La variation d’un indicateur de durabilité peut sembler peu lisible et difficile à interpréter sans la bonne méthodologie et les bons outils d’analyse. Pour les institutions financières, comprendre précisément les facteurs qui influencent ces évolutions est cependant essentiel. C’est la clé qui permet d’ajuster la stratégie d'investissement et de prendre les bonnes décisions.
Mais comment expliquer qu'un même indicateur, comme l'intensité carbone d'un portefeuille, par exemple, puisse varier significativement d'un trimestre à l'autre ? Quels sont les facteurs auxquels on peut réellement attribuer ces évolutions ? La réponse à ces questions passe d’abord par la bonne compréhension des facteurs susceptibles de faire varier un indicateur.
Le premier facteur, et sans doute le plus intuitif, est l'effet d'exposition. Il résulte directement des décisions actives prises par le gérant de portefeuille : l'achat de nouvelles positions, le renforcement des positions existantes ou le désinvestissement (total ou partiel) de certains actifs.
L'effet d'exposition est particulièrement important à isoler car il reflète la stratégie délibérée du gestionnaire. C'est sur ce facteur que le gérant a le plus de contrôle direct et qu'il peut agir pour aligner son portefeuille avec ses objectifs de durabilité.
Moins évident, mais tout aussi influent, l'effet de marché découle des fluctuations de prix des instruments financiers qui modifient leur pondération au sein du portefeuille. Ce facteur est indépendant des décisions actives du gérant et peut parfois masquer ou amplifier l'impact de ses choix d'investissement.
Par exemple, si les actions d'entreprises à forte intensité carbone surperforment le marché pendant une période donnée, leur poids relatif dans le portefeuille augmentera mécaniquement, dégradant potentiellement les indicateurs environnementaux, même sans aucun changement dans la composition du portefeuille.
Isoler cet effet est nécessaire pour distinguer ce qui relève des mouvements de marché de ce qui découle véritablement de la stratégie d'investissement. Sans cette distinction, un gérant pourrait être injustement pénalisé pour une dégradation d'indicateur qui ne reflète pas ses décisions d'allocation.
Le troisième facteur est lié à l’impact de la disponibilité et de la qualité des données ESG elles-mêmes, qu’elles proviennent de sources publiques ou privées.
Une amélioration de la couverture peut paradoxalement sembler dégrader certains indicateurs, simplement parce que davantage d'entreprises sont désormais prises en compte dans le calcul. À l'inverse, une réduction de la couverture peut artificiellement améliorer un indicateur en excluant du calcul certaines entreprises moins performantes.

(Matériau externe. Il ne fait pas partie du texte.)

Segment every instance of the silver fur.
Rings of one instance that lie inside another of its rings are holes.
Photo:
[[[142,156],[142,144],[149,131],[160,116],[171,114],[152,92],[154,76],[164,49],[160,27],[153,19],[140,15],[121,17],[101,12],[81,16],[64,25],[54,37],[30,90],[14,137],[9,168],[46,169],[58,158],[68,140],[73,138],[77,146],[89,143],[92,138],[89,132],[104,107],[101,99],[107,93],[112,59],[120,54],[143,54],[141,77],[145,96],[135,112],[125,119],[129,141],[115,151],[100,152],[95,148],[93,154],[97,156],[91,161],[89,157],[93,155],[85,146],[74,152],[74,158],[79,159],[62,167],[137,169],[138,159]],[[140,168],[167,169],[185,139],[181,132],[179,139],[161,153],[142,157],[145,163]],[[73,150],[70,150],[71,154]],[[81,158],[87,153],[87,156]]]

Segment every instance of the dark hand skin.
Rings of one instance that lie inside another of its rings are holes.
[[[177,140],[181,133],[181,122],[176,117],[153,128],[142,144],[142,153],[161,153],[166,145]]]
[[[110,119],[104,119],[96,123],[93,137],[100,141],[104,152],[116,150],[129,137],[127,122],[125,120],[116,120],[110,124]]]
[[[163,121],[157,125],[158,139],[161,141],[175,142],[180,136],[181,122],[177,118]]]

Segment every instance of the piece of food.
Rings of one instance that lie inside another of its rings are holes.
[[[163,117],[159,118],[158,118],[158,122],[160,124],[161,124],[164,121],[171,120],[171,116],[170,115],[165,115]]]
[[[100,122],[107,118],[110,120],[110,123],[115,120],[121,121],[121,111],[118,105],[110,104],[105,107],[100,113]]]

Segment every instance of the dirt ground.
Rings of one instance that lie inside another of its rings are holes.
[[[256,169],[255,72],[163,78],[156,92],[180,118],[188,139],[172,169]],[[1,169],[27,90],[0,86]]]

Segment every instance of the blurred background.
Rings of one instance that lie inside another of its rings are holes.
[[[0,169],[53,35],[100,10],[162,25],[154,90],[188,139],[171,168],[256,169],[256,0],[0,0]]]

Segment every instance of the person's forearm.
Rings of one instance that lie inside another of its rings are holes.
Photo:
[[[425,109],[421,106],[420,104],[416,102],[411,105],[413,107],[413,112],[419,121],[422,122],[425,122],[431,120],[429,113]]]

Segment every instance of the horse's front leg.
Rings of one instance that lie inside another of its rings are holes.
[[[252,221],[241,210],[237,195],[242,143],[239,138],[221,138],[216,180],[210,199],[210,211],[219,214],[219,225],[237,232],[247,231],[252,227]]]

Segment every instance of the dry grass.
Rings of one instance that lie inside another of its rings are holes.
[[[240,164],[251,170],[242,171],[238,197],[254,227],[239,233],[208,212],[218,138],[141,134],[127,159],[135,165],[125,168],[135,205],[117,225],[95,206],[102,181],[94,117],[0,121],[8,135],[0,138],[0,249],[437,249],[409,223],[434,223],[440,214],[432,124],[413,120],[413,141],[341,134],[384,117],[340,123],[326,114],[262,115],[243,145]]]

Comprendre l'impact de ces variations de couverture est essentiel pour interpréter correctement l'évolution des indicateurs ESG et éviter les conclusions hâtives ou erronées sur la performance durable d'un portefeuille. Mais cette démarche n’est pas simple, car les sources sont nombreuses (en moyenne, une institution financière en utilise une dizaine) et les données sont souvent hétérogènes et demandent à être traitées pour être exploitables.
Enfin, les indicateurs ESG peuvent varier en raison de l'évolution intrinsèque des entreprises présentes dans le portefeuille. Une société peut améliorer sa performance environnementale, renforcer sa politique sociale ou modifier sa gouvernance, impactant ainsi les indicateurs du portefeuille sans que sa pondération ait changé.
Ces évolutions peuvent résulter d'efforts réels des entreprises pour améliorer leurs pratiques, mais aussi parfois de changements dans leurs méthodologies de reporting ou de calcul. Distinguer ces deux aspects est crucial pour évaluer la performance ESG réelle du portefeuille.
L'effet des positions investies est particulièrement important à surveiller, car il peut révéler l'efficacité des politiques d'engagement actionnarial. Si un investisseur a activement dialogué avec une entreprise pour l'encourager à améliorer ses pratiques, l'amélioration des données ESG de cette entreprise constitue un indicateur de succès de cette démarche.
Dans un monde où la finance durable devient la norme, les institutions financières qui seront capables d’identifier rapidement ces différents facteurs disposeront d'un avantage concurrentiel significatif et pourront mettre la technologie au service de leur performance durable. Elles seront en effet en mesure de fixer des objectifs ambitieux, de surveiller leurs progrès en temps réel et de les communiquer plus facilement à toutes leurs parties prenantes.